Stability HPC Cluster User Guide: https://stabilityai.notion.site/Stability-HPC-Cluster-User-Guide-226c46436df94d24b682239472e36843

Stability HPC Quickstart Guide: https://stabilityai.notion.site/stabilityai/Getting-Started-with-Stability-AI-HPC-Cluster-dee69433b5d74bdfa6eb52c728c7ec25

SLURM Guide: https://slurm.schedmd.com/quickstart.html

As an external team (i.e., not employed by Stability), our login node is ext1.hpc.stability.ai. This is a shared external research team node with an independent "a40x" partition containing 116 40GB A100 8x gpus.

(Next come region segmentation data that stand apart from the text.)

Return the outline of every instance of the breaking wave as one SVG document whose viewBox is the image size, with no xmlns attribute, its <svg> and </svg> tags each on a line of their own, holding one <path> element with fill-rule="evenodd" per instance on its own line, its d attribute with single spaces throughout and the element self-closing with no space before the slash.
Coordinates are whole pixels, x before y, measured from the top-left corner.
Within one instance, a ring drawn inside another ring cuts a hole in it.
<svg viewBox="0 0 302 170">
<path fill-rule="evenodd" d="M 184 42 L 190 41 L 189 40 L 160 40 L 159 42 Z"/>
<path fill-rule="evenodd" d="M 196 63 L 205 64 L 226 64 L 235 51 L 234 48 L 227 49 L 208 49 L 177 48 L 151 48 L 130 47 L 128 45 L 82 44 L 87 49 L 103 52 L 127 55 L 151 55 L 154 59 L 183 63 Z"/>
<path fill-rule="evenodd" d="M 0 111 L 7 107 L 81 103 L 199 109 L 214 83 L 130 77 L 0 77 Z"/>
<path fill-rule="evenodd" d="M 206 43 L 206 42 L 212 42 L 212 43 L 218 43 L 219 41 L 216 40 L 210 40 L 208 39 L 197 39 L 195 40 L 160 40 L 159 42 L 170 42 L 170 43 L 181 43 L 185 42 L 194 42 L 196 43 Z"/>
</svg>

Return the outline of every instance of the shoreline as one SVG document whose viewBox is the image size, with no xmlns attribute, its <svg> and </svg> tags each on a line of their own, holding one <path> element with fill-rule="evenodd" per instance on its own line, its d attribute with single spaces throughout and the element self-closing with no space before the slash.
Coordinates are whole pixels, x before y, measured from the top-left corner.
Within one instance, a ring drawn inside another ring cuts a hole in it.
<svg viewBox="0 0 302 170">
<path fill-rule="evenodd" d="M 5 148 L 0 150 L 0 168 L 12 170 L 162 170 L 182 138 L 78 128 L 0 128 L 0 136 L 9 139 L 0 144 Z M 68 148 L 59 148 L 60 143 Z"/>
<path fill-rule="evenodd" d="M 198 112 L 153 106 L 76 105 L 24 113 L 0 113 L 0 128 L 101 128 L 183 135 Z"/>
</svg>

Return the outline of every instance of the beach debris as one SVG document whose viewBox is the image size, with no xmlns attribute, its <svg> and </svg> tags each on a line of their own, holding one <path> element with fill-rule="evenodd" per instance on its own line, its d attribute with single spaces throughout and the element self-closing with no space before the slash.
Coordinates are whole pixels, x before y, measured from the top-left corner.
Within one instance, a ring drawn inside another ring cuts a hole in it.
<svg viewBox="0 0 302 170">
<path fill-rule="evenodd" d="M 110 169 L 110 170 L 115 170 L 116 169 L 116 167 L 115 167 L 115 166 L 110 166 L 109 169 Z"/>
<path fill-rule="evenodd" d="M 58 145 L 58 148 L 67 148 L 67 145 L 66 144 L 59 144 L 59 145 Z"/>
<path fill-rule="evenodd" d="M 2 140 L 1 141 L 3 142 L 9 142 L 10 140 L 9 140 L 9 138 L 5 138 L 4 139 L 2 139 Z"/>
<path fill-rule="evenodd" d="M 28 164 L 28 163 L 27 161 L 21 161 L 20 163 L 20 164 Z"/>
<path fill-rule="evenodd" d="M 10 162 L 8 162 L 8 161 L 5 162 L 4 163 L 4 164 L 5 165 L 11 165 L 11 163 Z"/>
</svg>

SSHing into ext1 (change yourname to the username you setup when you first created your stabilityai hpc account, and change .ssh/stability to the path to your private ssh key): ssh -i ~/.ssh/stability yourname[@ext1.hpc.stability.ai](<mailto:[email protected]>)

Setting up your folders & environment

First make sure you have configured your Stability AI user account (see Stability HPC User Guide).

Assuming you are able to ssh into ext1, you should now make a python environment for yourself in your home directory (/admin/home-yourname).

Create venv environment

Create a virtual environment in your home directory

cd ~

python3.11 -m venv mindeye

source mindeye/bin/activate

Edit .bashrc file to ensure you activate the venv every time you ssh into the cluster

nano .bashrc # this navigates you into editing your .bashrc file

# scroll to the bottom of the file and add the following line:

source ~/mindeye/bin/activate

# save your edits: (ctrl-x --> y)

Symlink your home .cache folder to the shared proj-fmri cache folder (you should not be filling space in home whenever possible)

ln -s /weka/proj-fmri/shared/cache /admin/home-**yourusername**/.cache

Pip install whatever packages you need

Create your own proj-fmri folder

Make a folder for yourself at /weka/proj-fmri/yourname, the proj-fmri folder is a shared workspace where we do all our work.

Quota limits

Your home folder should take up less than 200GB and your /weka files/folders should take up less than 500GB! If you are past this quota limit you will need to remove files or stash stuff on s3 storage (see below s3 section). You can also make use of /scratch for temporary storage, which has its own independent shared quota amongst all users of several terabytes (only accessible from within compute node). If you use /scratch, remember to delete the files when you are done.

To save on data storage, please everyone use /weka/proj-fmri/shared to store files useful to the whole team, and specifically save cached models (e.g., downloading models from huggingface) to /weka/proj-fmri/shared/cache. E.g., we do not all need to download Stable Diffusion!

Example of caching versatile diffusion:

from diffusers import VersatileDiffusionPipeline
cache_dir = '/weka/proj-fmri/shared/cache'
image_encoder = VersatileDiffusionPipeline.from_pretrained("shi-labs/versatile-diffusion",cache_dir=cache_dir)